Determine the derivative of the function (² = square):
a) y = (x² + x - 1)Sin²x
b) y = (x² + 1)/Sin²x
chain rule:
d/dx sin^2 x = 2(sinx)(cosx) = sin2x
a)
y = (x^2+x-1)sin^2 x
y' = (2x+1)sin^2 x + (x^2+x-1)sin2x
b)
y = (x^2+1)/sin^2 x
y = (2x*sin^2 x - (x^2+1)*2*sinx*cosx]/sin^4 x
= [2x*sinx - (x^2+1)*cosx]/sin^3 x
Thank you Steve
To find the derivative of these functions, we can use the chain rule and the product rule. The chain rule allows us to differentiate the composite functions while the product rule allows us to differentiate the product of two functions. Let's go through each function step by step.
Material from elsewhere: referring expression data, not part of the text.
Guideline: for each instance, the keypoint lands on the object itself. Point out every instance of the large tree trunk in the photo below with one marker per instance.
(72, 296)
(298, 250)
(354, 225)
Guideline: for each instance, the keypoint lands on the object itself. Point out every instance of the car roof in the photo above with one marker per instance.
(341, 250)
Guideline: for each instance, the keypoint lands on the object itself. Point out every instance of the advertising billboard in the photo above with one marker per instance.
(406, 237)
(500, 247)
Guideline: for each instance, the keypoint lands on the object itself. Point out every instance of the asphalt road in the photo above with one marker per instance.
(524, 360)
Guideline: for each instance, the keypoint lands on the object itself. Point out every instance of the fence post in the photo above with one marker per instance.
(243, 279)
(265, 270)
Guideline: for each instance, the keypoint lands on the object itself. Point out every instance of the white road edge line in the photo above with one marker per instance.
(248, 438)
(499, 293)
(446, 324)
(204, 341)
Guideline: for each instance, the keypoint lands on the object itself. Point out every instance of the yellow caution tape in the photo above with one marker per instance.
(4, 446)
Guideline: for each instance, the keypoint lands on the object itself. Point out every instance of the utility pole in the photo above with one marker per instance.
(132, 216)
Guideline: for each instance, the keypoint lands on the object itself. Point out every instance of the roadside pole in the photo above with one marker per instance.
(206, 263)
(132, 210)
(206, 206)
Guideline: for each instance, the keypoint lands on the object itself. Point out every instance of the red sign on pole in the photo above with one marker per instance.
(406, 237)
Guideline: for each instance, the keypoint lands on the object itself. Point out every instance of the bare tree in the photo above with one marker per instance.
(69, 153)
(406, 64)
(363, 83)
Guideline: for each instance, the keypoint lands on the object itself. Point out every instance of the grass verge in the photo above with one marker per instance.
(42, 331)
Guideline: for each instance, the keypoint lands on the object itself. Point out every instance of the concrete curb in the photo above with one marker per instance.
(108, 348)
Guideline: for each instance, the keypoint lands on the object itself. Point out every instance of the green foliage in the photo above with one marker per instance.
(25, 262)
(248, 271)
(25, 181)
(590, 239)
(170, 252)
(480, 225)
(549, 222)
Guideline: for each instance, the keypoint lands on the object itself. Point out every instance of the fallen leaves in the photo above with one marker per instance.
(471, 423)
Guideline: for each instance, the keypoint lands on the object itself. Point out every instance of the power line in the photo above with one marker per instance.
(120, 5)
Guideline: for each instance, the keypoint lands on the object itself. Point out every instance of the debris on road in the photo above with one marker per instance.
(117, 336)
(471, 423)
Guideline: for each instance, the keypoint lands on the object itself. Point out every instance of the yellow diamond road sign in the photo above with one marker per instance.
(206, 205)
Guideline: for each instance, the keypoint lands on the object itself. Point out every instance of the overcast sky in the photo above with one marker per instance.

a) To find the derivative of y = (x² + x - 1)Sin²x:
Step 1: Rewrite the function using the product rule. Let f(x) = (x² + x - 1) and g(x) = Sin²x. Then y(x) = f(x) * g(x).
Step 2: Differentiate f(x) and g(x) separately.
For f(x):
f'(x) = 2x + 1, since the derivative of x² is 2x and the derivative of x is 1.
For g(x):
g'(x) = 2Sin(x) * Cos(x), using the chain rule on Sin²x.
Step 3: Apply the product rule.
Using the product rule, the derivative of y(x) is given by:
y'(x) = f'(x) * g(x) + f(x) * g'(x).
Substituting in the values we found in Step 2:
y'(x) = (2x + 1) * Sin²x + (x² + x - 1) * (2Sin(x) * Cos(x)).
b) To find the derivative of y = (x² + 1)/Sin²x:
Step 1: Rewrite the function using the quotient rule. Let f(x) = x² + 1 and g(x) = Sin²x. Then y(x) = f(x) / g(x).
Step 2: Differentiate f(x) and g(x) separately.
For f(x):
f'(x) = 2x, since the derivative of x² is 2x.
For g(x):
g'(x) = 2Sin(x) * Cos(x), using the chain rule on Sin²x.
Step 3: Apply the quotient rule.
Using the quotient rule, the derivative of y(x) is given by:
y'(x) = (f'(x) * g(x) - f(x) * g'(x)) / (g(x))².
Substituting in the values we found in Step 2:
y'(x) = (2x * Sin²x - (x² + 1) * (2Sin(x) * Cos(x))) / (Sin²x)².
These are the derivatives of the given functions.